The penalty for incurring more losses is imposed in the form of an increased deductible. In particular, the deductible is increased by the ratio of the maximum cumulative payment (15,000) to the amount that remains available to pay for future losses in the year. The factor by which the deductible can be raised has a limit of three.
This example illustrates only step 3 of the simulation process, where randomization is done. It assumes that step 2 of the
simulation process is identical to the step 2 in the example in the section Illustration of Aggregate Adjusted Loss Simulation Process. At the beginning of step 3, let the severity draws from all the observations be as shown in the _SEV_
column in the following table:
Obs age gender carType deductible count _sev_ 1 30 2 1 250 2 350 2100 2 25 1 2 500 1 4500 3 45 2 2 100 2 700 4300 4 33 1 1 200 3 600 1500 950 5 50 1 1 200 0
If the order of these eight draws is not randomized, then all the severity draws for the first observation are adjusted before
all the severity draws of the second observation, and so on. The execution of the severity adjustment program leads to the
following sequence of values for AmountPaid
:
Obs deductible _sev_ _cumadjsev_ penaltyFactor amountPaid 1 250 350 0 1 100 1 250 2100 100 1.0067 1848.32 2 500 4500 1948.32 1.1493 3925.36 3 100 700 5873.68 1.6436 535.64 3 100 4300 6409.32 1.7461 4125.39 4 200 600 10534.72 3 0 4 200 1500 10534.72 3 900 4 200 950 11434.72 3 350
The preceding sequence of simulating loss events results in a cumulative payment of 11,784.72.
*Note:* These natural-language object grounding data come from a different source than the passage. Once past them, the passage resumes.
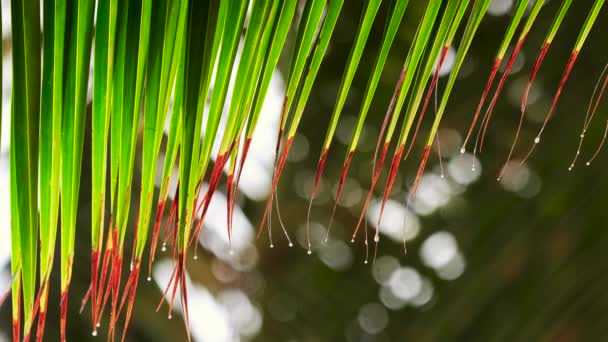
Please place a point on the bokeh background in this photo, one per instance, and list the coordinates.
(523, 259)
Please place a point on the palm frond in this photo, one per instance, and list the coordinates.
(207, 62)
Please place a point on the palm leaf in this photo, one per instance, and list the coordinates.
(79, 31)
(54, 20)
(24, 155)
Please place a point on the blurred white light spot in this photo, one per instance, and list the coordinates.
(336, 254)
(317, 233)
(438, 249)
(351, 192)
(204, 310)
(520, 179)
(372, 318)
(244, 317)
(464, 169)
(450, 142)
(425, 294)
(515, 176)
(383, 268)
(393, 220)
(405, 283)
(433, 193)
(388, 298)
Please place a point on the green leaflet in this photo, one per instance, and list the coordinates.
(367, 19)
(247, 71)
(74, 113)
(24, 153)
(397, 10)
(228, 31)
(166, 39)
(103, 71)
(595, 10)
(479, 9)
(138, 38)
(445, 33)
(309, 22)
(520, 8)
(198, 64)
(50, 129)
(327, 29)
(412, 63)
(281, 29)
(563, 9)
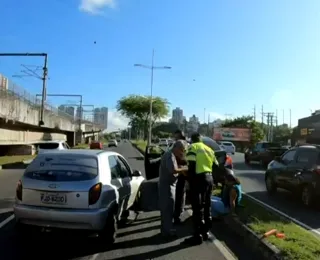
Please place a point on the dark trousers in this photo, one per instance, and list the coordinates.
(201, 189)
(180, 196)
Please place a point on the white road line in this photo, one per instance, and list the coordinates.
(6, 221)
(222, 248)
(94, 257)
(283, 214)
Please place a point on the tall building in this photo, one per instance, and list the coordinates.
(100, 116)
(79, 113)
(4, 83)
(70, 111)
(177, 116)
(62, 110)
(193, 124)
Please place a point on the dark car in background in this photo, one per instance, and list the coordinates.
(264, 153)
(153, 155)
(298, 171)
(96, 145)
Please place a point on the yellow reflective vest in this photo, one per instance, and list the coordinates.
(203, 156)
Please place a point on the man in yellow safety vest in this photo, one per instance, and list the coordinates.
(201, 161)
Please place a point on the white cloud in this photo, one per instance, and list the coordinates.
(298, 100)
(214, 116)
(96, 6)
(116, 121)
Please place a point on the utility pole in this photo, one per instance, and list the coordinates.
(271, 119)
(228, 115)
(44, 77)
(290, 117)
(208, 128)
(152, 68)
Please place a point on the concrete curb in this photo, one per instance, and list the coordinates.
(137, 148)
(251, 239)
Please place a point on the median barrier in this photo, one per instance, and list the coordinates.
(259, 244)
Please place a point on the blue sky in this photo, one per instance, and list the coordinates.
(240, 53)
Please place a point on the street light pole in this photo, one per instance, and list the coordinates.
(44, 77)
(151, 97)
(152, 68)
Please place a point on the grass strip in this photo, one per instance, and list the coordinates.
(141, 145)
(15, 159)
(81, 146)
(298, 244)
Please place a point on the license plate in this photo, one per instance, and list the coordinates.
(53, 198)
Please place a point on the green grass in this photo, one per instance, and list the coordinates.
(298, 244)
(141, 144)
(15, 159)
(81, 146)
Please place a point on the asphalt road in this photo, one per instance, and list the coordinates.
(252, 180)
(140, 240)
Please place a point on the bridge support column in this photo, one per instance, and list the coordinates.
(78, 137)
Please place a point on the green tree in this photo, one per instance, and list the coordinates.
(282, 133)
(257, 133)
(137, 109)
(164, 127)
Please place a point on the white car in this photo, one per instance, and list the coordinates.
(228, 147)
(163, 142)
(46, 146)
(77, 189)
(113, 143)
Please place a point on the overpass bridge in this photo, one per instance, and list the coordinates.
(19, 119)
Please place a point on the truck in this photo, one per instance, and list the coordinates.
(264, 153)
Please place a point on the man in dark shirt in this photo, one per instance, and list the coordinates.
(181, 183)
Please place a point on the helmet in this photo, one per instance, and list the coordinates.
(211, 143)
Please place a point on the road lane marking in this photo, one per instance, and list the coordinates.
(94, 257)
(222, 248)
(283, 214)
(6, 221)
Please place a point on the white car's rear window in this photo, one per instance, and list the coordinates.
(48, 145)
(62, 168)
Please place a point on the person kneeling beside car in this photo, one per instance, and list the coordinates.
(230, 198)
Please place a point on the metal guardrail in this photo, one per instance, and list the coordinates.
(20, 93)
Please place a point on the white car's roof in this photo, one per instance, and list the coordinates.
(89, 152)
(50, 142)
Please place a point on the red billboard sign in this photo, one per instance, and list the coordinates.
(232, 134)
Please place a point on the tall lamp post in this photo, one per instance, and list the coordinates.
(152, 68)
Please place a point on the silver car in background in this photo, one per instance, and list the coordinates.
(228, 147)
(77, 189)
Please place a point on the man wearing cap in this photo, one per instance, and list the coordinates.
(168, 173)
(181, 183)
(201, 160)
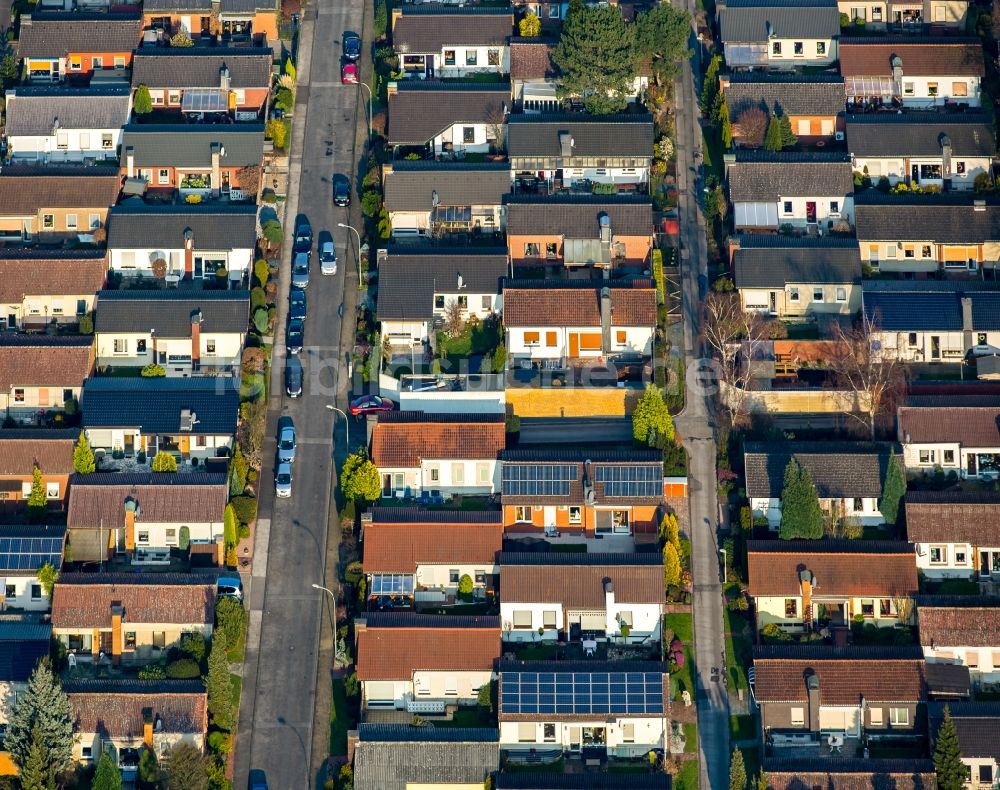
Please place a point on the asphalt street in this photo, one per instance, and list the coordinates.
(284, 649)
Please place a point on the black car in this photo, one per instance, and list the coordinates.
(341, 191)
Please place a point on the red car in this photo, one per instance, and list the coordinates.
(370, 404)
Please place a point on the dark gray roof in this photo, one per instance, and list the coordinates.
(790, 94)
(419, 111)
(198, 67)
(155, 405)
(155, 226)
(838, 469)
(919, 134)
(54, 34)
(593, 135)
(577, 216)
(408, 279)
(411, 185)
(773, 261)
(169, 312)
(429, 30)
(951, 218)
(758, 176)
(757, 20)
(33, 111)
(191, 146)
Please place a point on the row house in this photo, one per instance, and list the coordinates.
(928, 150)
(418, 285)
(437, 199)
(848, 477)
(130, 619)
(77, 47)
(803, 190)
(594, 493)
(797, 277)
(438, 455)
(447, 42)
(775, 35)
(957, 533)
(182, 242)
(55, 124)
(41, 286)
(187, 333)
(557, 152)
(813, 104)
(422, 663)
(416, 556)
(193, 160)
(954, 437)
(811, 585)
(912, 72)
(579, 230)
(448, 120)
(234, 82)
(963, 630)
(955, 232)
(42, 375)
(191, 418)
(589, 596)
(143, 517)
(52, 204)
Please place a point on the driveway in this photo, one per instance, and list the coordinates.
(295, 548)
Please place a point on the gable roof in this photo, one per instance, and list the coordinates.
(623, 135)
(394, 647)
(33, 110)
(534, 303)
(419, 111)
(924, 56)
(171, 312)
(845, 674)
(99, 499)
(429, 30)
(758, 176)
(774, 261)
(404, 439)
(892, 135)
(215, 227)
(578, 216)
(790, 94)
(839, 567)
(155, 405)
(54, 34)
(85, 600)
(953, 517)
(413, 186)
(838, 469)
(198, 67)
(173, 145)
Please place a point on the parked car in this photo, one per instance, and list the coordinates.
(283, 481)
(286, 439)
(293, 377)
(300, 270)
(327, 253)
(370, 404)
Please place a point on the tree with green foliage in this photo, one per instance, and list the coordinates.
(801, 516)
(948, 765)
(83, 456)
(597, 59)
(893, 490)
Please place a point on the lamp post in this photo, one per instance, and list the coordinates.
(355, 232)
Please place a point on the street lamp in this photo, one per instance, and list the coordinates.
(355, 232)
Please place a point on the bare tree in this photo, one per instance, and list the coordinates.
(861, 364)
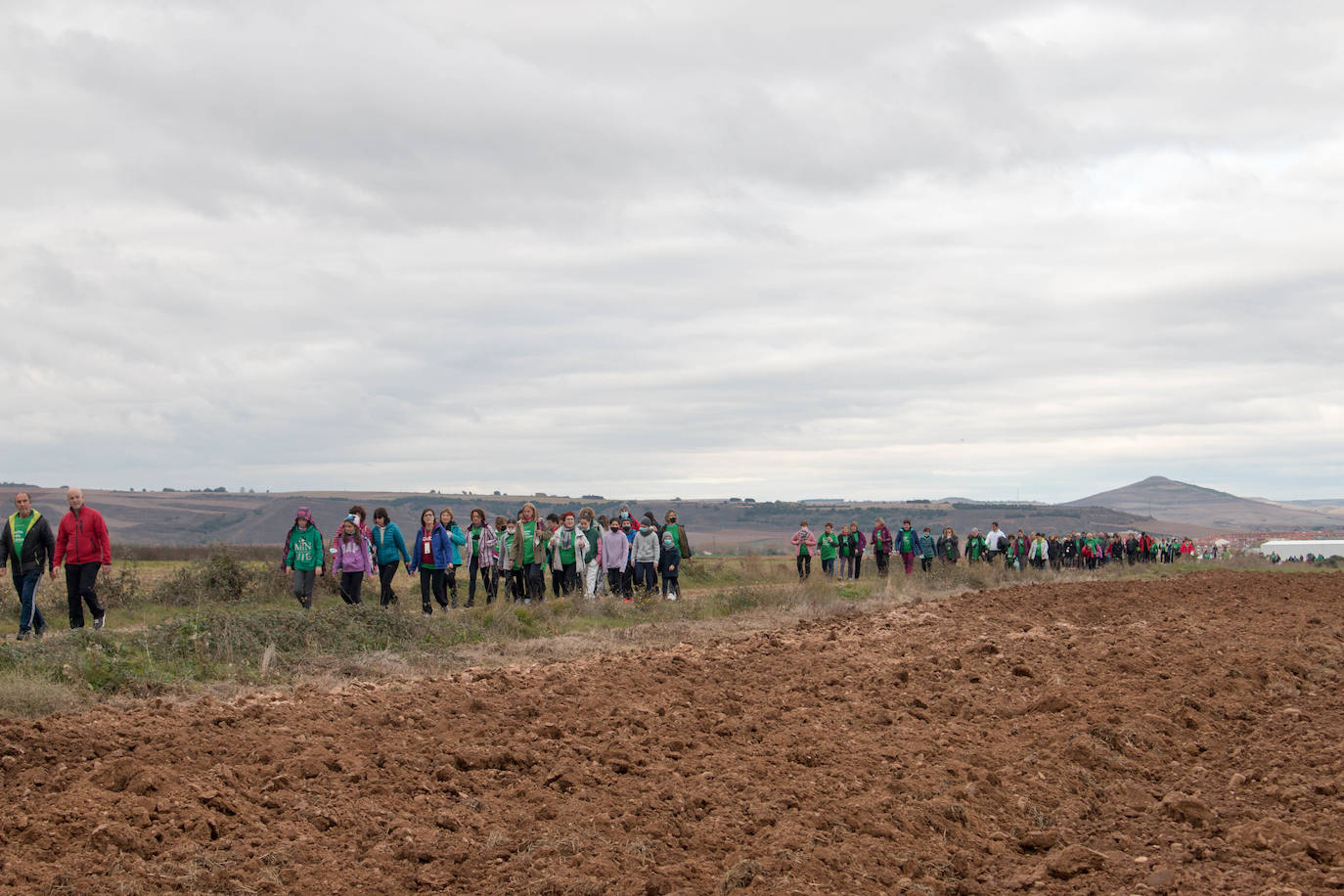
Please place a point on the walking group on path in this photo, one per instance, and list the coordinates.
(585, 554)
(1016, 551)
(81, 544)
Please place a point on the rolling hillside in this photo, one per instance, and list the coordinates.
(1192, 504)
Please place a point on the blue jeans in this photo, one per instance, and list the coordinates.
(29, 617)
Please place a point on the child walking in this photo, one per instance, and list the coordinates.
(354, 560)
(304, 557)
(669, 565)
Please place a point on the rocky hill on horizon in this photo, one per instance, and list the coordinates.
(717, 525)
(1183, 503)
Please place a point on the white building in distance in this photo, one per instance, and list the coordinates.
(1301, 547)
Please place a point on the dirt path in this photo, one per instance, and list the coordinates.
(1185, 734)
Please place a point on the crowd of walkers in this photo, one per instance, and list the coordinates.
(28, 547)
(503, 559)
(841, 553)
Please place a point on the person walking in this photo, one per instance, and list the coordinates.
(948, 547)
(646, 551)
(807, 544)
(995, 542)
(480, 557)
(29, 546)
(679, 536)
(974, 546)
(592, 565)
(456, 540)
(530, 553)
(927, 550)
(861, 546)
(827, 547)
(506, 529)
(304, 557)
(669, 565)
(83, 546)
(615, 557)
(567, 547)
(428, 551)
(882, 546)
(845, 553)
(354, 560)
(388, 553)
(906, 544)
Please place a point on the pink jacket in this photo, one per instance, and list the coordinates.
(804, 538)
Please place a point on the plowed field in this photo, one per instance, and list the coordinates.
(1175, 735)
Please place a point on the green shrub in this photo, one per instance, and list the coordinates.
(221, 578)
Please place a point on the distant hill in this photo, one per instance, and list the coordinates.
(1196, 506)
(202, 517)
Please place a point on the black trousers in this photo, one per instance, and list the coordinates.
(535, 582)
(351, 583)
(384, 579)
(81, 580)
(804, 565)
(485, 582)
(433, 583)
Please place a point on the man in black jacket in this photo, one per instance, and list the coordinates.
(28, 543)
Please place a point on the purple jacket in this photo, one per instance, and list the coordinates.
(352, 555)
(615, 550)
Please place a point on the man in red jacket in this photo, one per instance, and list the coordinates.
(83, 546)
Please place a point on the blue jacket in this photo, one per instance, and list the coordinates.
(441, 542)
(388, 544)
(445, 548)
(927, 547)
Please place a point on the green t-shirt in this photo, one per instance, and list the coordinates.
(19, 529)
(829, 543)
(305, 550)
(528, 533)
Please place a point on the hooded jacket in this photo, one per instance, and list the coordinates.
(647, 546)
(388, 544)
(352, 554)
(38, 550)
(669, 561)
(82, 538)
(304, 548)
(615, 550)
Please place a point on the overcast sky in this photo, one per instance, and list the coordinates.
(652, 248)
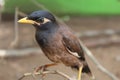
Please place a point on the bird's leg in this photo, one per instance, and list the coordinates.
(44, 67)
(80, 72)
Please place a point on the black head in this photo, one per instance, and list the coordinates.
(38, 18)
(40, 15)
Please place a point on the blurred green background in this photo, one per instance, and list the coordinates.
(71, 7)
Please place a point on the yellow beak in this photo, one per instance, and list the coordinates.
(26, 21)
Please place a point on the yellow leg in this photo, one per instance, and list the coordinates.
(80, 72)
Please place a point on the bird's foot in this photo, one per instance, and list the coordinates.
(41, 70)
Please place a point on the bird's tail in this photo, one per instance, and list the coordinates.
(86, 70)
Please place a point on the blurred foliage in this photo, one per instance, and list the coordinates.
(74, 7)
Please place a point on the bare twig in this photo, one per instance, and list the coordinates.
(46, 72)
(84, 47)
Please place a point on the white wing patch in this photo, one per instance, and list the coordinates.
(73, 53)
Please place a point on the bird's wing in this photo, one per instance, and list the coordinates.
(73, 46)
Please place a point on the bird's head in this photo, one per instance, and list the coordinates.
(38, 18)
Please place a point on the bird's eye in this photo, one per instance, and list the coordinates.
(41, 19)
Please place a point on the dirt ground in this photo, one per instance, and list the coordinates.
(13, 67)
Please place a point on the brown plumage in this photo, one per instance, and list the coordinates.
(58, 43)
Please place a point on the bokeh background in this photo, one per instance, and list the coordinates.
(95, 22)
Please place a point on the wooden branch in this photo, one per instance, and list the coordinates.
(44, 73)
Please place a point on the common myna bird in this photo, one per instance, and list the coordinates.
(57, 42)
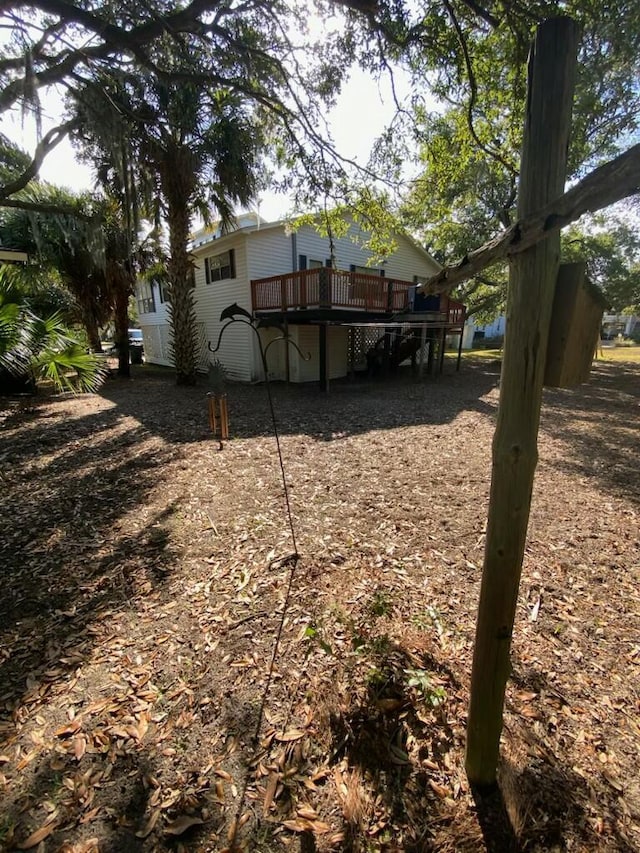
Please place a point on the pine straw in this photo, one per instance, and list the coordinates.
(146, 585)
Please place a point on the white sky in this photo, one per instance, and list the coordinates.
(363, 110)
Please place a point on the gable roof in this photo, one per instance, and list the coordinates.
(206, 237)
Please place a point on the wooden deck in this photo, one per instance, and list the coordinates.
(351, 292)
(327, 288)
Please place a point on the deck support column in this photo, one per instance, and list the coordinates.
(287, 359)
(423, 342)
(324, 356)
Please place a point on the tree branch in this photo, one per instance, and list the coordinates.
(46, 207)
(618, 179)
(46, 144)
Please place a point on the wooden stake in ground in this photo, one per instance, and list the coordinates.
(531, 288)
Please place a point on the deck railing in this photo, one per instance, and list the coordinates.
(328, 288)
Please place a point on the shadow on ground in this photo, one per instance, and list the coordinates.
(598, 422)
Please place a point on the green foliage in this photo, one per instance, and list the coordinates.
(421, 681)
(469, 151)
(611, 249)
(381, 603)
(41, 347)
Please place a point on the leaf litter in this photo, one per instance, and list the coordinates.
(148, 585)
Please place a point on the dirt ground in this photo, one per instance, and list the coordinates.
(171, 678)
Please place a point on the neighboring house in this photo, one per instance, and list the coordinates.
(335, 312)
(619, 324)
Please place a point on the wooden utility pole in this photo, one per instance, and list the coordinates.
(531, 288)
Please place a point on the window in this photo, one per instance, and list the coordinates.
(219, 267)
(144, 298)
(362, 289)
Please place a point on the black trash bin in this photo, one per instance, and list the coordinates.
(136, 346)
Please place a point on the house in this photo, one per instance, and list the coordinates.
(342, 313)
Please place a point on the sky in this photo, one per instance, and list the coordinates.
(363, 109)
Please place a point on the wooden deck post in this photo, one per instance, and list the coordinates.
(531, 287)
(323, 357)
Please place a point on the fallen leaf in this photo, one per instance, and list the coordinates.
(292, 734)
(148, 827)
(307, 812)
(36, 837)
(272, 784)
(182, 824)
(70, 729)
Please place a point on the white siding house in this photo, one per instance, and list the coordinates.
(225, 266)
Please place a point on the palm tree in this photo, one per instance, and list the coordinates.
(201, 148)
(33, 347)
(70, 243)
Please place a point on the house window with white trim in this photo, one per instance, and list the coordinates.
(144, 297)
(219, 267)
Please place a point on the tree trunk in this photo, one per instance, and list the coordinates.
(91, 327)
(531, 287)
(122, 288)
(178, 183)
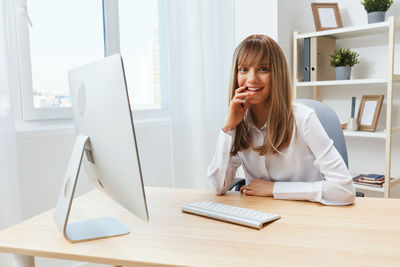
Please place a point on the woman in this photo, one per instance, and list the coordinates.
(283, 148)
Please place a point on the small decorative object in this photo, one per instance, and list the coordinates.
(376, 9)
(343, 60)
(369, 111)
(326, 16)
(352, 124)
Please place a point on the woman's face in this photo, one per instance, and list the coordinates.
(257, 79)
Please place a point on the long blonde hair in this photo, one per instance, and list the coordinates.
(253, 51)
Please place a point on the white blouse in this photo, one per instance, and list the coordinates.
(309, 169)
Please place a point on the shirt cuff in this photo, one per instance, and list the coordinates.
(311, 191)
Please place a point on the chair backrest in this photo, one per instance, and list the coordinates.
(331, 124)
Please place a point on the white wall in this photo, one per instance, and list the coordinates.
(41, 170)
(367, 155)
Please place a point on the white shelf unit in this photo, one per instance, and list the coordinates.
(388, 27)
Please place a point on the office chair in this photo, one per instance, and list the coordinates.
(333, 128)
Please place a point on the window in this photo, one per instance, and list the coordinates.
(142, 44)
(62, 35)
(66, 34)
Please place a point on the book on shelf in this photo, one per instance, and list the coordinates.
(317, 52)
(375, 180)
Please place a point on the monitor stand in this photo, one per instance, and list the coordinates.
(83, 230)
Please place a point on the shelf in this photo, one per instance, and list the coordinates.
(377, 134)
(343, 82)
(352, 32)
(371, 188)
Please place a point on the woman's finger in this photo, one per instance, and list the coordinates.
(241, 95)
(240, 89)
(238, 102)
(244, 187)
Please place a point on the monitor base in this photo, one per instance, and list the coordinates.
(83, 230)
(95, 229)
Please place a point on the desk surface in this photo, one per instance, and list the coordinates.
(367, 233)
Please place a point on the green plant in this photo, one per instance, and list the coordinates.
(344, 57)
(376, 5)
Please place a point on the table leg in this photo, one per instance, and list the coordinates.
(23, 261)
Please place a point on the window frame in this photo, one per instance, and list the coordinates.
(29, 112)
(111, 46)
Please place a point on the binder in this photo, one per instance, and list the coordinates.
(306, 69)
(320, 50)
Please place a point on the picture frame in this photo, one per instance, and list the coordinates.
(369, 111)
(326, 16)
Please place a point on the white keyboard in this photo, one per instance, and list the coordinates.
(247, 217)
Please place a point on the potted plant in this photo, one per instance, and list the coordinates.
(343, 60)
(376, 9)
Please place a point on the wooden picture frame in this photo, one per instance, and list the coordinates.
(326, 16)
(369, 111)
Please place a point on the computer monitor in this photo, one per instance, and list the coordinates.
(106, 145)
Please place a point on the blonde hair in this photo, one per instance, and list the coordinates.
(253, 51)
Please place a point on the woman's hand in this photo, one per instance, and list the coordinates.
(258, 187)
(237, 109)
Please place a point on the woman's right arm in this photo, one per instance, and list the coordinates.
(222, 170)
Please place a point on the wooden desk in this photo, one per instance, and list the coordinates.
(310, 234)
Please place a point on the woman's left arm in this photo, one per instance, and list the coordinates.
(337, 186)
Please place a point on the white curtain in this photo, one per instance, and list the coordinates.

If the sequence of draws is randomized over observations, then the computation of the cumulative payment might proceed as follows for one instance of randomization:
Obs deductible _sev_ _cumadjsev_ penaltyFactor amountPaid 2 500 4500 0 1 4000 1 250 350 4000 1.3636 9.09 3 100 700 4009.09 1.3648 563.52 4 200 950 4572.61 1.4385 662.30 4 200 1500 5234.91 1.5361 1192.78 1 250 2100 6427.69 1.7498 1662.54 4 200 600 8090.24 2.1708 165.83 3 100 4300 8256.07 2.2242 4077.58
In this example, a policyholder is identified by the value in the Obs
column. As the table indicates, PROC HPCDM randomizes the order of loss events not only across policyholders but also across
the loss events that a given policyholder incurs. The particular sequence of loss events that is shown in the table results
in a cumulative payment of 12,333.65. This differs from the cumulative payment that results from the previously considered
nonrandomized sequence of loss events, which tends to penalize the fourth policyholder by always processing her payments after
all other payments, with a possibility of underestimating the total paid amount. This comparison not only illustrates that
the order of randomization affects the aggregate adjusted loss sample but also corroborates the arguments about the importance
of order randomization that are made at the beginning of the section Randomizing the Order of Severity Draws across Observations of a Scenario.